Albeit disappointed, the government downplayed the decision as a mere glitch after Standard and Poor's recently upgraded its rating outlook, with Moody's Investment Services also expected to upgrade its outlook sometime soon.
Fitch revised downwards its outlook on Indonesia's foreign-currency and local-currency credit ratings, both of which are currently at "BB-" -- three notches below investment grade -- to "stable" from "positive".
S&P currently rates Indonesia at "B+", and Moody's at "B2", both with a positive outlook. Higher credit ratings and outlooks mean lower risk premiums on an issuer's debts, thus helping to lower borrowing costs.
"The revision reflects concerns over risks to the external balance sheet that need to be addressed with greater urgency and importance," associate director of Fitch's sovereign ratings team, Ai Ling Ngiam, said in a release.
"The reversal towards a weakening in the current account balance position coincides with a period of heavy public sector amortization payments."
Indonesia recorded a current account deficit of US$2 million during last year's second and third quarters, compared to $2.24 billion and $2.77 billion, respectively, in 2004, the latest figures from the central bank show.
Bank Indonesia, however, has estimated that in line with its preliminary calculations, the balance would likely rise to $1.97 billion by the fourth quarter.
Indonesia's foreign exchange reserves as of Jan. 30 rose to $35.07 billion, from $34.72 billion a month earlier.
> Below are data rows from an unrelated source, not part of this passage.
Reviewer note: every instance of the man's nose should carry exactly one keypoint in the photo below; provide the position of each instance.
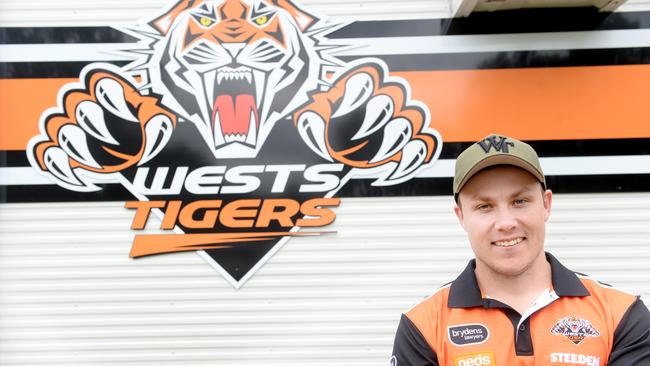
(505, 220)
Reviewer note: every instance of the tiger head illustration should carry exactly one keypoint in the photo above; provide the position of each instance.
(234, 67)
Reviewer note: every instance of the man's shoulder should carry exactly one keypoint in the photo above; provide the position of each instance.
(607, 293)
(432, 303)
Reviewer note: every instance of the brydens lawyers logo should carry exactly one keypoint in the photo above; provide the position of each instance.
(575, 329)
(236, 124)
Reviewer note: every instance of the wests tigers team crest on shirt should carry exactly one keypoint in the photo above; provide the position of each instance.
(236, 124)
(575, 329)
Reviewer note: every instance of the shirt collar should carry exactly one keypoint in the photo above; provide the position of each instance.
(465, 293)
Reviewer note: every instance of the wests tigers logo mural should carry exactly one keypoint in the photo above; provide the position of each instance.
(236, 124)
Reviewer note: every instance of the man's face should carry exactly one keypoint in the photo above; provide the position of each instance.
(504, 212)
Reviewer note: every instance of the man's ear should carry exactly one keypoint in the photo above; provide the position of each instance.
(459, 213)
(547, 196)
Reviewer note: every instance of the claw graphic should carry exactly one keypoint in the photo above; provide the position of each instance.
(157, 133)
(58, 165)
(357, 90)
(396, 135)
(379, 111)
(312, 130)
(90, 117)
(110, 94)
(73, 141)
(413, 155)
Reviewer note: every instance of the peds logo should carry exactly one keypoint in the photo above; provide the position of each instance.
(575, 329)
(236, 124)
(475, 359)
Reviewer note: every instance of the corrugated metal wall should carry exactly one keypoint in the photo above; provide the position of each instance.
(69, 294)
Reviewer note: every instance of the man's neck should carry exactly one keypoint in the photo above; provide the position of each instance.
(520, 291)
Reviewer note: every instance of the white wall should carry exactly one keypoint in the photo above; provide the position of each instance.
(70, 295)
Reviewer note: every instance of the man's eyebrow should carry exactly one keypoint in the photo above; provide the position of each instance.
(522, 191)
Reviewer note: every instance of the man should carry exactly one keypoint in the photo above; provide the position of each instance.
(514, 304)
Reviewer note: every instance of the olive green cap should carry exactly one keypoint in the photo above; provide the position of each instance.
(492, 150)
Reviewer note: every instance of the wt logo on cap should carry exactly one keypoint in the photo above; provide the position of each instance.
(499, 145)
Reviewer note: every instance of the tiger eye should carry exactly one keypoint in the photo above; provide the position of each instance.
(261, 20)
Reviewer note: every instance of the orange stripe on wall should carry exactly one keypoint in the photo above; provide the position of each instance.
(465, 105)
(22, 101)
(537, 103)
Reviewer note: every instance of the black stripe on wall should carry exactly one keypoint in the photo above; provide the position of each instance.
(450, 150)
(354, 188)
(500, 22)
(418, 62)
(29, 70)
(39, 35)
(505, 21)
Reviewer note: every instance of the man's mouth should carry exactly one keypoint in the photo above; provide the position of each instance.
(235, 96)
(508, 243)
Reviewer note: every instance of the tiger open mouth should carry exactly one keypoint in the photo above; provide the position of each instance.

The government plans to pay Rp 63.5 trillion (some 6.9 billion) in foreign debt installments this year.
The agency also downgraded its ratings outlook on nine local lenders, citing more challenging operating conditions in the near term, particularly higher interest rates, which would likely have an impact on the asset quality and profitability of the banks.
Government officials took Fitch's latest review in their stride.
Minister of Finance Sri Mulyani Indrawati questioned why the agencies still gave Indonesia lower ratings than certain other countries when its macroeconomic indicators were better.
"This has made us avoid higher-cost bond issuance as a source of financing, and forced us to focus on bilateral foreign loans, even though these are sometimes politically sensitive," she said during a hearing with the House of Representative.
Bank Indonesia Governor Burhanuddin Abdullah also questioned why Fitch was worried about Indonesia's external balance sheet.
"I think our current account is going to be in surplus for 2006, but a very small surplus, because the importation of oil is falling, he said in an interview with Dow Jones, adding that foreign exchange reserves had also risen and "the trend is still increasing."
Local markets also took little notice of Fitch's revision, with the Jakarta Stock Exchange Composite Index closing slightly down by 0.06 percent at 1,252.40 and the rupiah ending the day flat at Rp 9,230 against the U.S. dollar.